“The statue itself will say: this is who we were, you find out what we did,” said Deacon Richard Podgurski. “Ten years from now, the young people who are not born yet, will ask, ‘Why are they together? Who are they?’ ”
Pope John Paul II, who has been described as the most-seen person in history, and Mother Teresa, the firecracker who started the Missionaries of Charity and shone a spotlight on some of the world’s most forgotten people, will be depicted holding hands and looking forward with Vancouver’s Holy Rosary Cathedral behind them.
The goal is “silent evangelization,” said Podgurski, a member of the St. John Paul II and St. Mother Teresa Fund Committee.
“Art speaks to us without words,” he said. “The quality and size of the art will impress people. We don’t have something similar here.”
The handclasp may be an unlikely pose for the two saints, Archbishop J. Michael Miller admitted as he examined the statue’s progress. But it was not uncommon for the diminutive nun, 10 years older and almost a foot shorter than the Polish Pontiff, to be seen holding his hand or leaning on him.
“They had a great devotion to each other,” Miller said. In this depiction that will be immortalized in bronze, “they are supporting each other, two great people. Here, they are looking forward, not looking at each other. They are looking intensely at the spectator, the viewer, and it is both powerful and tender.”
Their influence on local people is powerful as well. Pope John Paul II drew crowds across the country when he visited Canada (including Abbotsford and Vancouver) in 1984 and he is the Archdiocese of Vancouver’s secondary patron. A Catholic school and the Archdiocese’s pastoral centre are named after him.
Mother Teresa visited Vancouver twice, in 1976 and 1988, and established a community of Missionaries of Charity who still faithfully serve the poor in the Downtown East Side, with many supporters.
“She has left a big inheritance, a big legacy,” said the Archbishop.
Artist Louise Weir has been meticulously shaping both likenesses in clay.
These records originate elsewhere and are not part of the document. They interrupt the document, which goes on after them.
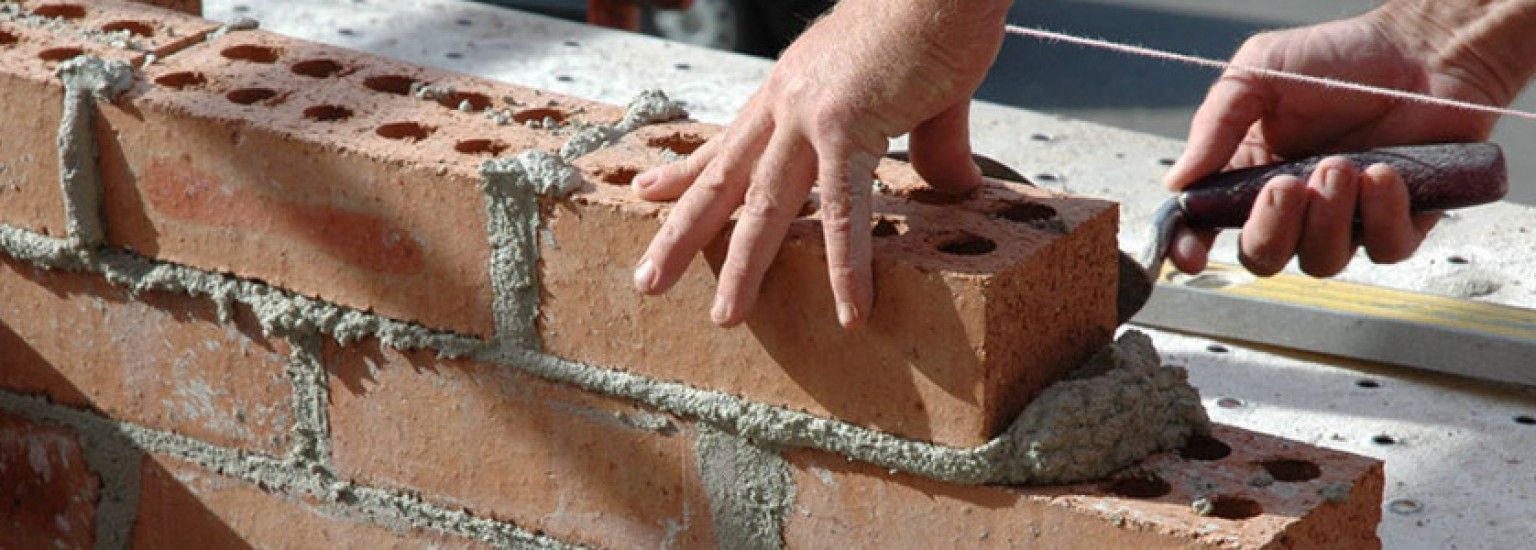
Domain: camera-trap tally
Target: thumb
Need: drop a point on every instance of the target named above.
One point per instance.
(1234, 103)
(942, 151)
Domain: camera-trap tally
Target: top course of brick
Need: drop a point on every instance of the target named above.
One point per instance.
(355, 178)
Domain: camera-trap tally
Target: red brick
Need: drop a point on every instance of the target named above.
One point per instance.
(31, 100)
(182, 506)
(840, 503)
(158, 358)
(324, 208)
(957, 343)
(48, 493)
(509, 446)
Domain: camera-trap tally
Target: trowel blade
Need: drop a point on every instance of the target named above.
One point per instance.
(1135, 283)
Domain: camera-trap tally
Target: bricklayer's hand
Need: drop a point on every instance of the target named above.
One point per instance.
(865, 72)
(1251, 120)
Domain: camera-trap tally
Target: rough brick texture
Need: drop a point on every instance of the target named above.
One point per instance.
(162, 360)
(959, 343)
(840, 503)
(547, 457)
(182, 506)
(311, 168)
(48, 492)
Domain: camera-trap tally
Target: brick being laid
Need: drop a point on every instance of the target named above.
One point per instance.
(320, 171)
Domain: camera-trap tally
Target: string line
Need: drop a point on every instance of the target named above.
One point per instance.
(1158, 54)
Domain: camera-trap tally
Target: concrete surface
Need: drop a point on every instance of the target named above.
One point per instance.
(1458, 466)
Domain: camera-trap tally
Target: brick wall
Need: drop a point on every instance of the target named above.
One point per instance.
(312, 314)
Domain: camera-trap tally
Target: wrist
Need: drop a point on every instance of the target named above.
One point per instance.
(1484, 43)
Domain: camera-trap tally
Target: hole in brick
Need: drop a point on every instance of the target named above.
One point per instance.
(251, 53)
(327, 112)
(60, 9)
(1234, 507)
(248, 96)
(60, 54)
(318, 68)
(930, 195)
(135, 28)
(678, 143)
(538, 115)
(390, 83)
(404, 131)
(966, 245)
(481, 148)
(1026, 212)
(478, 102)
(621, 175)
(180, 80)
(1204, 447)
(1148, 486)
(888, 228)
(1286, 469)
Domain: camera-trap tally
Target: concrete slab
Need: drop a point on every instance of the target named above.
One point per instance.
(1458, 466)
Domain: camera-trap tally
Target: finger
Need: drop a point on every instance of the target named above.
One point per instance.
(845, 178)
(1269, 237)
(779, 186)
(1389, 232)
(1191, 249)
(702, 209)
(1218, 126)
(672, 180)
(1327, 235)
(942, 151)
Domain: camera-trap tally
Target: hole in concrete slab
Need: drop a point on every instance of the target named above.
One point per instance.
(318, 68)
(888, 228)
(182, 80)
(1026, 212)
(135, 28)
(327, 112)
(481, 146)
(1287, 469)
(966, 245)
(1235, 507)
(1148, 486)
(1204, 447)
(390, 83)
(618, 175)
(248, 96)
(679, 143)
(60, 9)
(60, 54)
(930, 195)
(476, 102)
(251, 53)
(404, 131)
(538, 115)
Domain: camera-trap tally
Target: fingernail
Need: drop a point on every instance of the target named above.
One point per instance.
(645, 275)
(847, 314)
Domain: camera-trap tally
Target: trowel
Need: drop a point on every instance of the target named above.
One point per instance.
(1440, 177)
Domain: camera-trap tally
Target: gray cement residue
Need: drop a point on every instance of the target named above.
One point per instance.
(750, 489)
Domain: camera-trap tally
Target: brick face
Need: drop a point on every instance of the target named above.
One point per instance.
(158, 358)
(503, 444)
(48, 493)
(182, 506)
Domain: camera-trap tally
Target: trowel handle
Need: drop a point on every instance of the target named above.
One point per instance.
(1440, 177)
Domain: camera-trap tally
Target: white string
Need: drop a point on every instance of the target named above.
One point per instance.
(1143, 51)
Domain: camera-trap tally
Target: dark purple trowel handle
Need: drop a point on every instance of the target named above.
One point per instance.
(1440, 177)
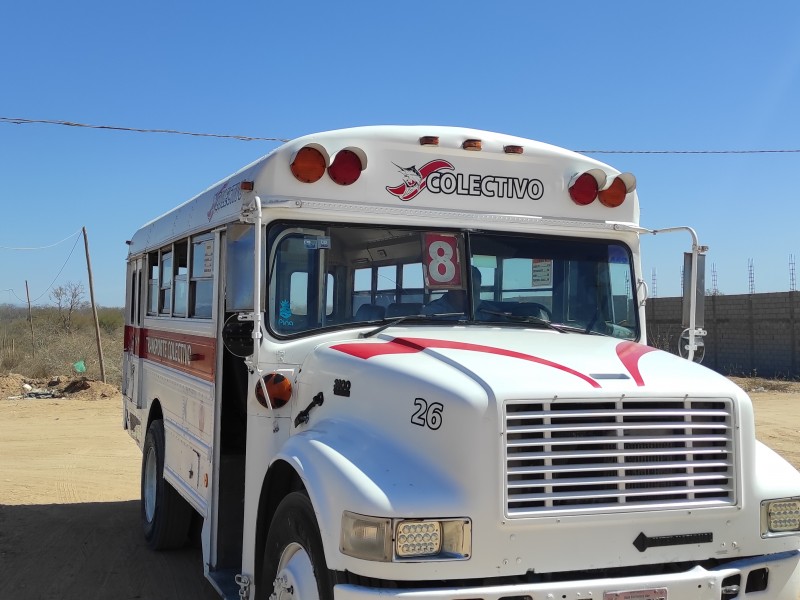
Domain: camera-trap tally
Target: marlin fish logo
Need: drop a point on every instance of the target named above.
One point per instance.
(414, 180)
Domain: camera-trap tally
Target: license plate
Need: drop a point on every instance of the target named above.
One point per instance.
(651, 594)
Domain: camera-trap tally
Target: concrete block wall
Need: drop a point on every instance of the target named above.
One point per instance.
(753, 334)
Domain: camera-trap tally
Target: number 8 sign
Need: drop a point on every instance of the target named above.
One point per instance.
(441, 261)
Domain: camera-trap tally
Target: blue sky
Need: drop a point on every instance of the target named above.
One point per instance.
(584, 75)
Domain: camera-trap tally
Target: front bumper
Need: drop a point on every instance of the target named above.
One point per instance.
(782, 573)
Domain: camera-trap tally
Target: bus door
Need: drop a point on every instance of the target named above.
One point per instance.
(132, 351)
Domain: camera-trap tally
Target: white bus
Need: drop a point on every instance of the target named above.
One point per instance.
(411, 362)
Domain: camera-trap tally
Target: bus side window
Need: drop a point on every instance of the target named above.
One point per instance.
(181, 286)
(201, 278)
(152, 283)
(165, 293)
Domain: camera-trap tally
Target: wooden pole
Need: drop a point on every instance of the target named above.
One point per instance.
(94, 308)
(30, 319)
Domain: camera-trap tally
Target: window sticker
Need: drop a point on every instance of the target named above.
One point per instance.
(541, 273)
(442, 262)
(322, 242)
(285, 314)
(208, 258)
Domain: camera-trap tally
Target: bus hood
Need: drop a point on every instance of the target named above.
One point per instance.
(509, 362)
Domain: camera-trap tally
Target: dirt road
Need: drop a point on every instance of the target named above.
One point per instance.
(69, 490)
(69, 507)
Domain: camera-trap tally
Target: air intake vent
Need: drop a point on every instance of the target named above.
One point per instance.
(613, 455)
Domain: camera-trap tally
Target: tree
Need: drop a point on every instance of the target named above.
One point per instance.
(68, 299)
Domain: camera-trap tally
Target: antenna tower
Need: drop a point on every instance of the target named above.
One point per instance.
(714, 288)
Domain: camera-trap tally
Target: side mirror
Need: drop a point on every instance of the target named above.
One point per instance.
(237, 336)
(690, 343)
(699, 299)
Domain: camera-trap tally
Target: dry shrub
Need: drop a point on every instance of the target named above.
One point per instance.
(57, 350)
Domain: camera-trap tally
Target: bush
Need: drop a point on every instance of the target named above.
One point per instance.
(57, 349)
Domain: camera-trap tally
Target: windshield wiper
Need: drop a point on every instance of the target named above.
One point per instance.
(531, 319)
(574, 329)
(397, 320)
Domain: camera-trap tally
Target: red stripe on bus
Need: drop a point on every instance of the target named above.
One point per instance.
(192, 354)
(411, 345)
(630, 353)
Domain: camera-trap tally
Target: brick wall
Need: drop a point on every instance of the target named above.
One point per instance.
(756, 334)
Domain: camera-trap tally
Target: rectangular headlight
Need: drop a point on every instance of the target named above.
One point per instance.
(418, 538)
(444, 539)
(366, 537)
(780, 516)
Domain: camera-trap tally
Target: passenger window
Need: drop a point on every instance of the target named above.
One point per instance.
(165, 295)
(181, 290)
(152, 284)
(201, 285)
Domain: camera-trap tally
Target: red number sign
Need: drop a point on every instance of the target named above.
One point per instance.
(441, 261)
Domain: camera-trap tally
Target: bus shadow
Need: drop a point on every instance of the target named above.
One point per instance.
(92, 550)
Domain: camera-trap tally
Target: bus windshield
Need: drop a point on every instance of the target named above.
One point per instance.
(329, 275)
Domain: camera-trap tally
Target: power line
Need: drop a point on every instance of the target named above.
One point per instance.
(49, 287)
(242, 138)
(42, 247)
(247, 138)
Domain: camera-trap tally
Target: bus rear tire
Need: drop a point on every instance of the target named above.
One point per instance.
(166, 516)
(294, 566)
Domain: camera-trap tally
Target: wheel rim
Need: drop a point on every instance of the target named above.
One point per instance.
(150, 483)
(295, 579)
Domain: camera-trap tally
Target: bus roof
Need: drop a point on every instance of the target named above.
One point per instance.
(421, 170)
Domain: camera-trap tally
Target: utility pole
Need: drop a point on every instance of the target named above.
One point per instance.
(30, 319)
(94, 308)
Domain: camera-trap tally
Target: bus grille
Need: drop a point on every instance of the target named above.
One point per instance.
(614, 455)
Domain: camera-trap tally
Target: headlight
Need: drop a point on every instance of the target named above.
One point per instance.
(374, 538)
(365, 537)
(418, 538)
(780, 516)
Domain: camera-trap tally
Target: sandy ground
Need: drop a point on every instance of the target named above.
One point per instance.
(69, 496)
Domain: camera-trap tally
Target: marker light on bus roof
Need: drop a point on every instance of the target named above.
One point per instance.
(308, 165)
(473, 145)
(614, 193)
(583, 187)
(346, 167)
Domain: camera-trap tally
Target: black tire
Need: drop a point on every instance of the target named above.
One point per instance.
(294, 530)
(166, 516)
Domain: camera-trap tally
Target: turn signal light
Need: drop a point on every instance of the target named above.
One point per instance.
(278, 391)
(473, 145)
(346, 167)
(614, 194)
(308, 164)
(583, 187)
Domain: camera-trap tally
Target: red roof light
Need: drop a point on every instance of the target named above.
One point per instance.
(346, 167)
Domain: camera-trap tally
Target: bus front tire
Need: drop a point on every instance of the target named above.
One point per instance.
(294, 566)
(166, 516)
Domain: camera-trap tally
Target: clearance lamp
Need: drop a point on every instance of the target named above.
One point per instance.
(583, 187)
(613, 194)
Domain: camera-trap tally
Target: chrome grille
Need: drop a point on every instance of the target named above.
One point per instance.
(622, 454)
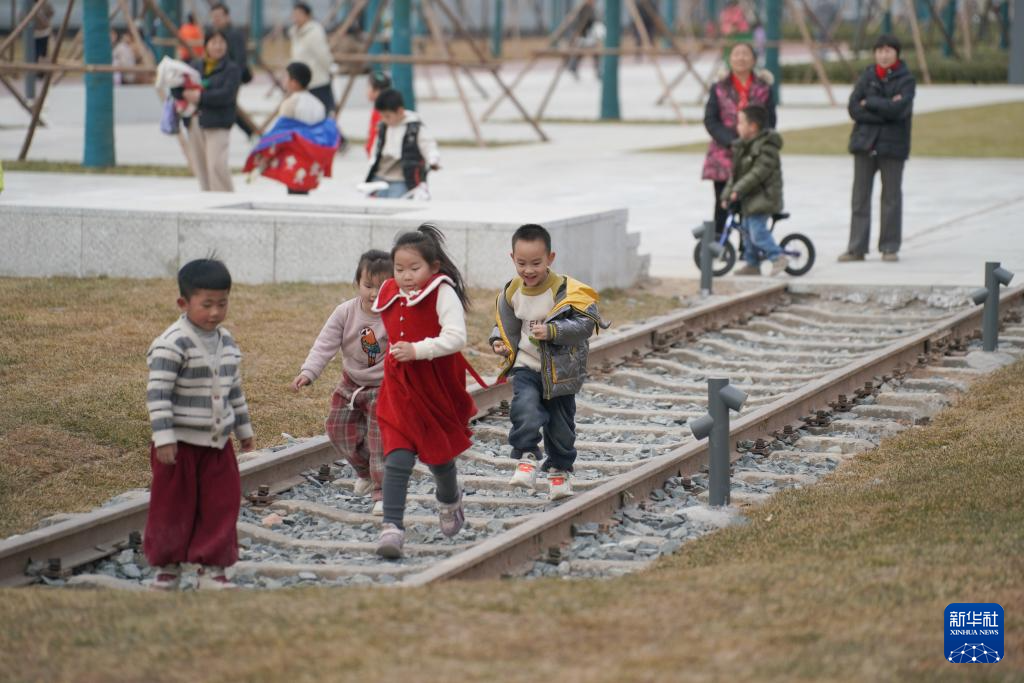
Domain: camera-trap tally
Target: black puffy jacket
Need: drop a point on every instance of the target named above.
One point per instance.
(220, 91)
(882, 125)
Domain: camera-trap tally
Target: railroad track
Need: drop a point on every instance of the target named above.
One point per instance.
(793, 352)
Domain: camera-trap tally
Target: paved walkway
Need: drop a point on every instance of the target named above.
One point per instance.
(957, 213)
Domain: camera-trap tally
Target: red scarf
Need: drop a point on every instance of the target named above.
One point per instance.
(882, 72)
(742, 89)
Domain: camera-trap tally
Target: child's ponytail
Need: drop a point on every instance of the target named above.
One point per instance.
(430, 243)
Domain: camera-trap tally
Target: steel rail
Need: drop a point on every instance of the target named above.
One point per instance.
(500, 554)
(87, 537)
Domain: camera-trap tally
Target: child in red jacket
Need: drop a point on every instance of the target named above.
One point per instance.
(423, 409)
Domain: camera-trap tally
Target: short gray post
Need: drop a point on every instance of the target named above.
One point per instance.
(707, 259)
(718, 450)
(990, 316)
(989, 295)
(721, 399)
(708, 251)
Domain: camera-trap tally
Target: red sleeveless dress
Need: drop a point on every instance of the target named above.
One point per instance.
(423, 404)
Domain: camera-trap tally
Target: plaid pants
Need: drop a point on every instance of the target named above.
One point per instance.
(351, 427)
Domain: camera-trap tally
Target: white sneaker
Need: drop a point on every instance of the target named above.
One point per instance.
(168, 578)
(525, 473)
(364, 486)
(390, 541)
(214, 579)
(559, 484)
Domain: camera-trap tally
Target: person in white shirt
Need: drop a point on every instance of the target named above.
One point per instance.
(309, 45)
(404, 152)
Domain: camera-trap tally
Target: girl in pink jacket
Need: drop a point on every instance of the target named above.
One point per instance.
(358, 333)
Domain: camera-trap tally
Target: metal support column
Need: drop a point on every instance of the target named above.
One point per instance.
(773, 34)
(98, 87)
(401, 44)
(609, 68)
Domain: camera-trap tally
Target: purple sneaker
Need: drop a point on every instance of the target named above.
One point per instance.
(452, 517)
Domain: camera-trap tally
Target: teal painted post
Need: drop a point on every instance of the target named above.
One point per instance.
(773, 34)
(711, 6)
(498, 31)
(421, 22)
(670, 19)
(98, 87)
(1005, 24)
(949, 19)
(170, 8)
(29, 43)
(256, 26)
(401, 44)
(609, 68)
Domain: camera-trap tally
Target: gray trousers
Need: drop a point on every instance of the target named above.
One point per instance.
(890, 237)
(398, 468)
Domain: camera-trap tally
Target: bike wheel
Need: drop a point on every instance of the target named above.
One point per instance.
(720, 264)
(800, 251)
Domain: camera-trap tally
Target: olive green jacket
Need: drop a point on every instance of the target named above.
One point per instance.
(757, 174)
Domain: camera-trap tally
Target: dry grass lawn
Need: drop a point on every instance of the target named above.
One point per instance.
(73, 421)
(846, 581)
(990, 131)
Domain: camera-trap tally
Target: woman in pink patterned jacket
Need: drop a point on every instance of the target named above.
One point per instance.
(739, 87)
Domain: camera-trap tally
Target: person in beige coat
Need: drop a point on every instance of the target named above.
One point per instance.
(309, 45)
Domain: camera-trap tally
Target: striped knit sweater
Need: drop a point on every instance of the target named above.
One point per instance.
(184, 401)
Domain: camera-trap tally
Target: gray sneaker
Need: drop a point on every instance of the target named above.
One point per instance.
(452, 517)
(779, 264)
(390, 541)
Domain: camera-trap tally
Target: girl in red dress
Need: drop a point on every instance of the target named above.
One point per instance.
(423, 409)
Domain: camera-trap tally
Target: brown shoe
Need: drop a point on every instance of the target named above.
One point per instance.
(779, 264)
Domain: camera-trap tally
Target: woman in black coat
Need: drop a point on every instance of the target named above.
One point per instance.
(209, 132)
(882, 107)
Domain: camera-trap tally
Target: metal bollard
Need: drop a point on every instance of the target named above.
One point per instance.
(989, 295)
(721, 398)
(709, 250)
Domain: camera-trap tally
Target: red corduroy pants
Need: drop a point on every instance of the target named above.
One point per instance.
(194, 507)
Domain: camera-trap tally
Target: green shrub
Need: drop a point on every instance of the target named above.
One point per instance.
(984, 68)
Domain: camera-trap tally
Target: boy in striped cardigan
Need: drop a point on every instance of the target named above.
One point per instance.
(196, 401)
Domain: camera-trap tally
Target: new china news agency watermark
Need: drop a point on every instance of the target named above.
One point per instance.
(974, 633)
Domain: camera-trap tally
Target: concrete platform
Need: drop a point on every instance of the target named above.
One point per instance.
(957, 213)
(306, 240)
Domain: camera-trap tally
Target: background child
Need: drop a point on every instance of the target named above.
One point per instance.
(378, 83)
(196, 401)
(404, 151)
(357, 332)
(544, 324)
(300, 147)
(299, 103)
(424, 408)
(757, 185)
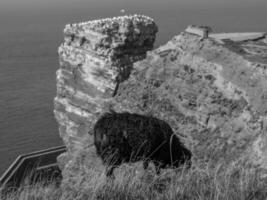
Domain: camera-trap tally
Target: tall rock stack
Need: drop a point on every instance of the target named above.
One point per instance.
(95, 58)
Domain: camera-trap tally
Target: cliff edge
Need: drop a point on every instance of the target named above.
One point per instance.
(211, 89)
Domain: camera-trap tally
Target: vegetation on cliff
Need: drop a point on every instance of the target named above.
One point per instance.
(131, 182)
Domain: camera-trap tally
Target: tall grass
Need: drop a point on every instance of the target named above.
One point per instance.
(132, 182)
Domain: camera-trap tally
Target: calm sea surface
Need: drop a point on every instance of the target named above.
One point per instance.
(29, 38)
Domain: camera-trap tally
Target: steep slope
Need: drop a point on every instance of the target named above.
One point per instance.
(212, 94)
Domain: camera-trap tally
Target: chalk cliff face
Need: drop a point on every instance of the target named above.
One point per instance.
(213, 93)
(94, 58)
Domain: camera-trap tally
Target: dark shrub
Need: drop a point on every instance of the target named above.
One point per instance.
(125, 137)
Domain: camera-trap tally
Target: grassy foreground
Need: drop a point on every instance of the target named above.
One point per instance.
(132, 182)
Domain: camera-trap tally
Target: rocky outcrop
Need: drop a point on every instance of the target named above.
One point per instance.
(94, 58)
(211, 91)
(213, 95)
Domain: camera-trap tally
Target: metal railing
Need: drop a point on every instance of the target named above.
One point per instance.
(36, 164)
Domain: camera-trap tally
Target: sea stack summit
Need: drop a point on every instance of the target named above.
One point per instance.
(211, 88)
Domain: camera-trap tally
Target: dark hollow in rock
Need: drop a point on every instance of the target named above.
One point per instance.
(124, 137)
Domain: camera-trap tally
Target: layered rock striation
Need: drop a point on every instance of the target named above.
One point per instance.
(212, 91)
(95, 58)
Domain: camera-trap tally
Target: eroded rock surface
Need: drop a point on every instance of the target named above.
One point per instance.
(213, 95)
(94, 58)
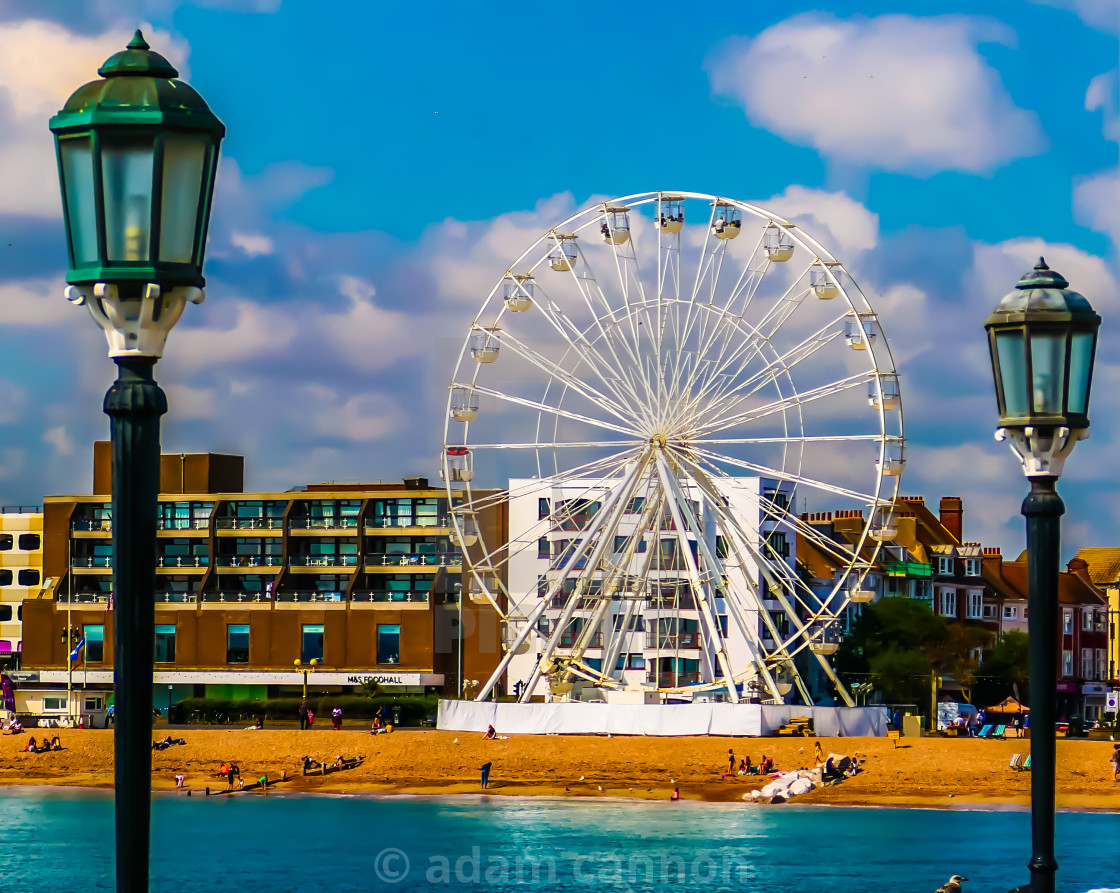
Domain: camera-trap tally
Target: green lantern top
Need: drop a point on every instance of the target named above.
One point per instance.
(141, 87)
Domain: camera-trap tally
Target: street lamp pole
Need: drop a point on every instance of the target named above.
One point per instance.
(137, 158)
(1043, 341)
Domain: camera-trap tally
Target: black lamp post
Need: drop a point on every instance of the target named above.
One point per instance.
(137, 156)
(1043, 340)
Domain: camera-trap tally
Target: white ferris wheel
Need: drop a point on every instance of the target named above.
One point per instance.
(644, 401)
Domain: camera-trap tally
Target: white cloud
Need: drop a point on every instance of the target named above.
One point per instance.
(253, 244)
(848, 226)
(40, 64)
(897, 92)
(59, 439)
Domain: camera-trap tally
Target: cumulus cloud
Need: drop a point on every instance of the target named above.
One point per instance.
(40, 64)
(898, 92)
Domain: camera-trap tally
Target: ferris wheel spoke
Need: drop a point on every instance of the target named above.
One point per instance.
(550, 409)
(577, 384)
(777, 406)
(765, 471)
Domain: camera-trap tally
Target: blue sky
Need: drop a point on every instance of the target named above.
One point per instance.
(385, 163)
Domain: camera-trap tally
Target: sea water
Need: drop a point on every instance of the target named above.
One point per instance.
(53, 840)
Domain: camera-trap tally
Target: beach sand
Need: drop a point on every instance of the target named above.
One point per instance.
(921, 772)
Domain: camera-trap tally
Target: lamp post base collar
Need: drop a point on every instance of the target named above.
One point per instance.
(136, 326)
(1042, 452)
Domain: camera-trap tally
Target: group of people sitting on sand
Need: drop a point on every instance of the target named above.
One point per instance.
(44, 746)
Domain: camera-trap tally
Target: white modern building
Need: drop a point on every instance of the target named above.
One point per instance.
(630, 611)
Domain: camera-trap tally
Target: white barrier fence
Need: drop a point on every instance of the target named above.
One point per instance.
(727, 719)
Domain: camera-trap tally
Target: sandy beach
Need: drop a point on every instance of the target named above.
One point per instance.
(923, 772)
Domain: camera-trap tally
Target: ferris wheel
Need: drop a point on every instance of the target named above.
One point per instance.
(645, 400)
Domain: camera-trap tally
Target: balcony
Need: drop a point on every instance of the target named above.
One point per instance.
(183, 523)
(250, 523)
(391, 597)
(234, 596)
(324, 523)
(907, 569)
(183, 560)
(323, 560)
(249, 560)
(416, 559)
(310, 596)
(669, 642)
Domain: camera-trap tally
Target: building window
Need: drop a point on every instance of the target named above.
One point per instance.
(946, 603)
(236, 643)
(165, 643)
(389, 643)
(94, 642)
(310, 647)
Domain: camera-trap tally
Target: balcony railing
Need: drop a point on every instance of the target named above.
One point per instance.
(234, 596)
(85, 524)
(250, 523)
(183, 523)
(426, 559)
(183, 560)
(390, 596)
(323, 560)
(323, 523)
(669, 642)
(249, 560)
(389, 523)
(310, 596)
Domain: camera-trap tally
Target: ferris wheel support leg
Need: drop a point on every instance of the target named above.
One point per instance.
(613, 502)
(675, 501)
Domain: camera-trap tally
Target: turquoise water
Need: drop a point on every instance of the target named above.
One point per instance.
(63, 842)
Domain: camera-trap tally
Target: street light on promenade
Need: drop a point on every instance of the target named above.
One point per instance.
(137, 155)
(308, 669)
(1043, 340)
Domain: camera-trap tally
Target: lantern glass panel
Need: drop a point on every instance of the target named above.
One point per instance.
(81, 201)
(1081, 361)
(1013, 371)
(127, 178)
(184, 165)
(1047, 360)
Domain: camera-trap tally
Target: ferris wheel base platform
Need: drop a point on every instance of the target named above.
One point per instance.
(670, 719)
A portrait sculptor by trade, Weir calls this project “monumental” and the largest she has ever done. She is getting to know the saints’ unique qualities as she studies their features in hundreds of photos and videos.
“Mother Teresa, to me, seems a very dynamic person. I have seen other sculptures of her where she’s soft and languid and I just don’t see that in her. I know most saints are put that way. But I see her as very active, like a busy little person, a ball of dynamo,” she said.
Meanwhile, Pope John Paul II “has such a lovely expression and sense of warmth” in photographs, she said. “His pictures are so benign and gentle.”
She has previously created two statues of Pope John Paul II and both are displayed at the John Paul II Pastoral Centre. As in these projects, the clay sculpture she is currently shaping will be used to create a mould, then taken to a foundry and replicated in wax, and finally, cast into bronze. Because of its size, this statue will be cast in pieces and welded together.
The Pope and the nun, two silent witnesses to the Gospel, will be installed outside the cathedral in the fall. An exact date has not yet been announced.
A book that captures the powerful life events of the two saints and their unique relationship will be published at the same time. It will include never-before-published stories, personal testimonies from people who met them and hard-to-find and fascinating details about their lives. The book will also include the names of donors.
Podgurski said the statue bears a very good resemblance to this “man of peace” and “woman of service” and is unlike any other work on display in Vancouver’s downtown core.